Defeated, I left the church furious and almost in tears. I instantly called Juris Mater, who may have been angrier than I was about the scene I had just endured.

I had temporarily forgotten about this tragic incident until this past Sunday when I saw THE woman again. She was sitting 2 rows in front of our family. I whispered to my husband—“that’s the lady who yelled at me while in line for confession.” I may have been imagining it, but she seemed to give me a dirty look on the way back from receiving communion. I was trying to think charitably, and so I really thought that I might have imagined this.

Well, after Mass, Charlie (now age 2) drifted out of the pew and started wandering toward the back of the church. My husband called for him, and Charlie turned around and jogged about 15 feet back towards my husband. Instantly, the woman snarled at Charlie, “No running in the church!” Shocked, my husband just stared at the woman. She then added, “Children need to learn manners, you need to teach them!” My husband, still shocked and unable to speak, just stared at her as though she was insane. The woman then began to exit the church, saying again as she walked past my husband and son, “You need to teach them manners!”

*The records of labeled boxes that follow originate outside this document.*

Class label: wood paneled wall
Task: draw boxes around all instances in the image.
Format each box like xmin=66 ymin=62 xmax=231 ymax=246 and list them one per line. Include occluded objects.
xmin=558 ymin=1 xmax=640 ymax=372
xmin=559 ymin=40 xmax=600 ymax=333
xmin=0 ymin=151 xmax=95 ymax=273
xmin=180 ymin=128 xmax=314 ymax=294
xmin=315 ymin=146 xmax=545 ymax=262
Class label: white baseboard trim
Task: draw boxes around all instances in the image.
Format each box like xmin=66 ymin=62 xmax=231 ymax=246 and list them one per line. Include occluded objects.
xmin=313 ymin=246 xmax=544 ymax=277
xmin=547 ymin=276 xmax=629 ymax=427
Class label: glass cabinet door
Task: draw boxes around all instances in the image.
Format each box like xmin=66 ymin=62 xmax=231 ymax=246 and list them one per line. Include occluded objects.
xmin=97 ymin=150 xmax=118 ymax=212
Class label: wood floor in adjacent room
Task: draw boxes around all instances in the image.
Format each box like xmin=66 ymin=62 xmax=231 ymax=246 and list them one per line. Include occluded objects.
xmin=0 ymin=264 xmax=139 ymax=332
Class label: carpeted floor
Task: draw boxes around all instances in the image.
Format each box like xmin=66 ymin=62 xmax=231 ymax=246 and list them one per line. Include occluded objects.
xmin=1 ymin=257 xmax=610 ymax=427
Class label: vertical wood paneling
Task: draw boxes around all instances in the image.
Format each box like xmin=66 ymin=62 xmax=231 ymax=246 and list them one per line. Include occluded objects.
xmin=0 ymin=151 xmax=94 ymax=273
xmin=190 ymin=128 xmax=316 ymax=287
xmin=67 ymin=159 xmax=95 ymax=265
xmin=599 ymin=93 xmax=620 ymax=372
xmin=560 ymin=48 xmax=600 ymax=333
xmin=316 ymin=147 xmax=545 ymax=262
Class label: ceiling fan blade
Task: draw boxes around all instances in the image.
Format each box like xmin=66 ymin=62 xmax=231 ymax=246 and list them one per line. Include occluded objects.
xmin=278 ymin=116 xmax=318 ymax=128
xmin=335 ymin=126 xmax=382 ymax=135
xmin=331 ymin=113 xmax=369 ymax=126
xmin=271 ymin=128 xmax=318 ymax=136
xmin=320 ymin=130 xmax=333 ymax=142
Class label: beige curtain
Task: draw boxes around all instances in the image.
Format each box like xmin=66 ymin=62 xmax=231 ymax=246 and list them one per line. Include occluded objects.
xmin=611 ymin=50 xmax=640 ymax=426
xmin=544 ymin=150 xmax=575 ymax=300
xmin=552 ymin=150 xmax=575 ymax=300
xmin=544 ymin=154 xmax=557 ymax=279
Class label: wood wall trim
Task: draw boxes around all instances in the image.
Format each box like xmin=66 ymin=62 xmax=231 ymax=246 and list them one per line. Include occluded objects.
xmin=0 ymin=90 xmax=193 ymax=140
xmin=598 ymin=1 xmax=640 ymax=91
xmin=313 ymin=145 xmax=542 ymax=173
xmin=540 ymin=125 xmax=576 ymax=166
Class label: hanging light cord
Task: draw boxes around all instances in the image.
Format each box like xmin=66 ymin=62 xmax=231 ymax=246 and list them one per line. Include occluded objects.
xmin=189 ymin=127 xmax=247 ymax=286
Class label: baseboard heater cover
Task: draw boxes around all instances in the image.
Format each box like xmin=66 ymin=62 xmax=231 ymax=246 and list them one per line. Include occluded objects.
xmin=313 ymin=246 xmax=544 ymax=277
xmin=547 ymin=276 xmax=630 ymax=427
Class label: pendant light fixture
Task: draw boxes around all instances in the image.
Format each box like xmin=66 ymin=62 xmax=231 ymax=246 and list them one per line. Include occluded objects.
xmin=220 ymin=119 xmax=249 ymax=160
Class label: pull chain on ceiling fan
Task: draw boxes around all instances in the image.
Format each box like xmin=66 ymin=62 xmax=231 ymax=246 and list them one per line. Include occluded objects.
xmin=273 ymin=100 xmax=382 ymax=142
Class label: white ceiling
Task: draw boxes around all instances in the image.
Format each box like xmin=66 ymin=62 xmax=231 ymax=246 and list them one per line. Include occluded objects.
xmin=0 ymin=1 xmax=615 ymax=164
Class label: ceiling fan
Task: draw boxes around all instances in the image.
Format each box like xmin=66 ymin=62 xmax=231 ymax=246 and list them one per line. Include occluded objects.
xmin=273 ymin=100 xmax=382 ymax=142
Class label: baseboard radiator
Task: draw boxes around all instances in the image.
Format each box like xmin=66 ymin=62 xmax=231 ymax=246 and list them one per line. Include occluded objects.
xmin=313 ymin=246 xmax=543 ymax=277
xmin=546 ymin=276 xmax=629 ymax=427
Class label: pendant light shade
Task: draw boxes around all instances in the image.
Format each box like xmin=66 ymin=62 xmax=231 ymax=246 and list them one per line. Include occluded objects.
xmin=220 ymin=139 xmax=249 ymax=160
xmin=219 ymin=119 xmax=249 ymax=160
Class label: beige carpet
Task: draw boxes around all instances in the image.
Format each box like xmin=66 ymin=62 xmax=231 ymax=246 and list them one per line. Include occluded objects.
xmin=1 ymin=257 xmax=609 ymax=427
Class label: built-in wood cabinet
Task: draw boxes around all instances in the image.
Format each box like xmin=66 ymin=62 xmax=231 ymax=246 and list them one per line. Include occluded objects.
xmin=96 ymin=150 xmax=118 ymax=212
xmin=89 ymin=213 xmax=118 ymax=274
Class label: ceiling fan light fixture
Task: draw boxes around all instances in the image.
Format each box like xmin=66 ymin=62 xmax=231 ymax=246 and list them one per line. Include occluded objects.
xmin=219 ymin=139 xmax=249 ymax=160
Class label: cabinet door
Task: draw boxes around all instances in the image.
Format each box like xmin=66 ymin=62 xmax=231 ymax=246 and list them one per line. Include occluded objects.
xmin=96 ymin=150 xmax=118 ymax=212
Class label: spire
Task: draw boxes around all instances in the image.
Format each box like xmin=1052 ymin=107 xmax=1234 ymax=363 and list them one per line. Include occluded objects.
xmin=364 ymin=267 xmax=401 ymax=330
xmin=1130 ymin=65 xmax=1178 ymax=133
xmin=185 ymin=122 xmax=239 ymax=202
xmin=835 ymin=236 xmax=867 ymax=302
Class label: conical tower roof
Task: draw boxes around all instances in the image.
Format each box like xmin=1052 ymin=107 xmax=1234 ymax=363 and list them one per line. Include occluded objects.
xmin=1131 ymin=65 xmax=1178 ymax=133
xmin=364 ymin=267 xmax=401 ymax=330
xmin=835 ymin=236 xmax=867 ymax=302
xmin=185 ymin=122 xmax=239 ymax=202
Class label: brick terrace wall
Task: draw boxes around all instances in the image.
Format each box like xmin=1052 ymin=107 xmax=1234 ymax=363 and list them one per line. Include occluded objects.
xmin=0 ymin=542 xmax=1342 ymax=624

Really. Thanks for enlightening us.

Now, it seems that this woman was just waiting for our family to do SOMETHING so that she could censure us. And after she spoke in such a nasty tone to my husband and my son—I was convinced that she HAD given me a dirty look while in line for communion! Simply amazing. And I would like to add that our children had been very well behaved during the Mass and Charlie’s short jog after Mass was nothing that we felt merited any discipline and I am someone who is very particular about my children’s behavior during Mass.

I assume we will see this woman again. I also assume that she will find something wrong with our behavior and let us know about it immediately, loudly, and in the company of numerous bystanders. Any suggestions on how we should handle this? While part of me just wants to ignore her, taking the criticism as an opportunity to humble myself before a totally nasty woman, I fear that she may be making comments like this to other young families and maybe discouraging them from coming to Mass? It took me at least 4 months to return to confession after my experience—and I am someone who isn’t normally deterred by what other people think of me. Your thoughts?